Soundtrack album by Various Artists
- Released: April 3, 1990
- Recorded: 1989–90
- Genres: Hip hop; techno; new jack swing;
- Length: 44:08
- Label: SBK
- Producers: Felton Pilate; James Earley; M.C. Hammer; Hi Tek 3; Jo Bogaert; Monty Seward; Dan Hartman; Partners in Kryme; Johnny Kemp; Rhett Lawrence; Carl Sturken and Evan Rogers; Paul Peterson; John Du Prez; David Frank;

Singles from Teenage Mutant Ninja Turtles: The Original Motion Picture Soundtrack
- "Spin That Wheel" Released: February 26, 1990; "Turtle Power" Released: April 13, 1990;

= Teenage Mutant Ninja Turtles: The Original Motion Picture Soundtrack =

Teenage Mutant Ninja Turtles: The Original Motion Picture Soundtrack is the soundtrack to the 1990 New Line Cinema film Teenage Mutant Ninja Turtles.
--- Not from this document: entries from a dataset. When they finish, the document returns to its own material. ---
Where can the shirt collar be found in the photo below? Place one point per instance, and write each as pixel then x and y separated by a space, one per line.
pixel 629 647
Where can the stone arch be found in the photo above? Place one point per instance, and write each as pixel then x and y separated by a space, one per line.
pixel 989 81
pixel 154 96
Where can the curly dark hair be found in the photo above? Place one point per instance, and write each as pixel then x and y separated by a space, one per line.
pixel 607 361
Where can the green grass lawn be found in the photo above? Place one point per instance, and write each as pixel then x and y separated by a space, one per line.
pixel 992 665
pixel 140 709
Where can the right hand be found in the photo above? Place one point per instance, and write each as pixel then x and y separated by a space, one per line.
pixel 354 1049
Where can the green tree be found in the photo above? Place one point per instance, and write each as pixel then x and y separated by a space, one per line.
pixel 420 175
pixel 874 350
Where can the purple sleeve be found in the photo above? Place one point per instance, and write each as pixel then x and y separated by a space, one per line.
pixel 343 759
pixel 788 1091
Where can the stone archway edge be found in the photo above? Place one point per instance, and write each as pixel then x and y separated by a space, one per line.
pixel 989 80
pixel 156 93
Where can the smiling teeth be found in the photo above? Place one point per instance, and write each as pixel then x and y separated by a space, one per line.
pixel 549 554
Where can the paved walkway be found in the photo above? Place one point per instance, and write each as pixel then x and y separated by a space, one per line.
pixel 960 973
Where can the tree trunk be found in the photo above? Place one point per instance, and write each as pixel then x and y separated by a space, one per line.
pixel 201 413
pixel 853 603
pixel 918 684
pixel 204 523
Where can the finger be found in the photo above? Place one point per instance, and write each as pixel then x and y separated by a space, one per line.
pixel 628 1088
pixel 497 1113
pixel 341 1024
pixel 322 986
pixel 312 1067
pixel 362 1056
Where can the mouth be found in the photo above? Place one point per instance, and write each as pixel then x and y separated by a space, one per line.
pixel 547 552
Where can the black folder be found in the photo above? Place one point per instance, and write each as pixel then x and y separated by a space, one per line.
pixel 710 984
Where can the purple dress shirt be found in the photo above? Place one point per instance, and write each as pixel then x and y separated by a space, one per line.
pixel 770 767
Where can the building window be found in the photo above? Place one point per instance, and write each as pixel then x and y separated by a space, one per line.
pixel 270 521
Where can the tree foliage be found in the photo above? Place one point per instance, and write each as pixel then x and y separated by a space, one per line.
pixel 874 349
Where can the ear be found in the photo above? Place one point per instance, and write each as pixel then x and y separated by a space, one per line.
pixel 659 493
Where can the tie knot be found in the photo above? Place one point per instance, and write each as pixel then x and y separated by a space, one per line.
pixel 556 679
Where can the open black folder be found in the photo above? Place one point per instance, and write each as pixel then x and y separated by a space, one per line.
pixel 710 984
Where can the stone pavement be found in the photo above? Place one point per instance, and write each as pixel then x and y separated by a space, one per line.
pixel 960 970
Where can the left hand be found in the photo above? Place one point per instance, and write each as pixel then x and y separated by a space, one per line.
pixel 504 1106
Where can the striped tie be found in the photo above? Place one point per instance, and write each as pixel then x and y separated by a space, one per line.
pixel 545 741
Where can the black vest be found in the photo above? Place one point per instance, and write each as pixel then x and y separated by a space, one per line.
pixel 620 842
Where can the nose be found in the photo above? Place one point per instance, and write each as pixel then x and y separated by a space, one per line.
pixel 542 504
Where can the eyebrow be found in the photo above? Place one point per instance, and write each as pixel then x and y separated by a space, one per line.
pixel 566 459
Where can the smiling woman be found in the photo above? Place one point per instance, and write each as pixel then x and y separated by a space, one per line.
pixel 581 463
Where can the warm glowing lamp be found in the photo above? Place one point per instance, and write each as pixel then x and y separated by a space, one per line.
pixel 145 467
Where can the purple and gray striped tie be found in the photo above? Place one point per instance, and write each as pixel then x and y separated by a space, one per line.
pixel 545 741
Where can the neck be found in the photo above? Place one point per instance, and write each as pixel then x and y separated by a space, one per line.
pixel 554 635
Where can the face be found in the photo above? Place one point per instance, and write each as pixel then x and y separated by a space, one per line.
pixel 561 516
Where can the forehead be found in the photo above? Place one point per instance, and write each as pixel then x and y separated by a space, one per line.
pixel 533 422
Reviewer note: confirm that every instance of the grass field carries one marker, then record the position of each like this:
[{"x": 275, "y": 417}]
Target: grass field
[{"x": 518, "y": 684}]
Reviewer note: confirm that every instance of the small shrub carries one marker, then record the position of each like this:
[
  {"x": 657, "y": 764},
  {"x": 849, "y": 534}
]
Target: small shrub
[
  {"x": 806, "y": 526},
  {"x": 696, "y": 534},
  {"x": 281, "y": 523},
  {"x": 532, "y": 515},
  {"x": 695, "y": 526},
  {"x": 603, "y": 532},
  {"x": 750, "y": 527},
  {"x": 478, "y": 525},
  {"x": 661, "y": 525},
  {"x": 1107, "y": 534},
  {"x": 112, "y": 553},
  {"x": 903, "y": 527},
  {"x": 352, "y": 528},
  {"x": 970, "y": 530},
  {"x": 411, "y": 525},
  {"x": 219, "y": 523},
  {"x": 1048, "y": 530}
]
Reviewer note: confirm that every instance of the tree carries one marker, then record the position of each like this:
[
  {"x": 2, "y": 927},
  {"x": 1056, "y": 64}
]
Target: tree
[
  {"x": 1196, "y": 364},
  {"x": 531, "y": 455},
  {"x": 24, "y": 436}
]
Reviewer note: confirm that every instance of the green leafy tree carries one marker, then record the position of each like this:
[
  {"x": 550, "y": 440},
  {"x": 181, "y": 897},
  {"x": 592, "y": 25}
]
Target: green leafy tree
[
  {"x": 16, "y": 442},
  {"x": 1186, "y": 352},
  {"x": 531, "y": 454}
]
It was released by SBK Records on April 3, 1990. The collection is made up mostly of hip-hop and new jack swing styled tracks with several film score cues at the end.

Professional ratings
Review scores
| Source | Rating |
| Allmusic | Star |

== Track listing ==

Side A
| No. | Title | Writer(s) | Artist | Length |
|---|---|---|---|---|
| 1. | "This Is What We Do" | M.C. Hammer | M.C. Hammer | 4:56 |
| 2. | "Spin That Wheel" | El Sati; Kovali; Ya Kid K; | Hi Tek 3 | 3:51 |
| 3. | "Family" | Monty Seward | Riff | 4:50 |
| 4. | "9.95" | Charlie Midnight; Dan Hartman; | Spunkadelic | 4:00 |
| 5. | "Turtle Power" | James P. Alpern; Richard A. Usher Jr.; | Partners in Kryme | 4:21 |

Side B
| No. | Title | Writer(s) | Artist | Length |
|---|---|---|---|---|
| 1. | "Let the Walls Come Down" | Johnny Kemp; Rhett Lawrence; | Johnny Kemp | 4:06 |
| 2. | "Every Heart Needs a Home" | Carl Sturken and Evan Rogers; Paul Peterson; | St. Paul | 5:06 |
| 3. | "Shredder's Suite" | John Du Prez | John Du Prez | 4:25 |
| 4. | "Splinter's Tale I & Splinter's Tale II" | Du Prez | John Du Prez (feat. Kevin Clash) | 5:28 |
| 5. | "Turtle Rhapsody" | David Frank; Du Prez; | Orchestra on the Half Shell | 3:44 |

==Charts==

| Chart (1990) | Peak position |
|---|---|
| Australian Albums (ARIA) | 7 |
| Canada Top Albums/CDs (RPM) | 10 |
| New Zealand Albums (RMNZ) | 22 |
| US Billboard 200 | 13 |

==Certifications==

| Region | Certification | Certified units/sales |
| Australia (ARIA) | Gold | 35,000^{^} |
| Canada (Music Canada) | Platinum | 100,000^{^} |
| United Kingdom (BPI) | Gold | 100,000^{^} |
| United States (RIAA) | Platinum | 1,000,000^{^} |
| United States (RIAA) Video | Gold | 50,000^{^} |
^{^} Shipments figures based on certification alone.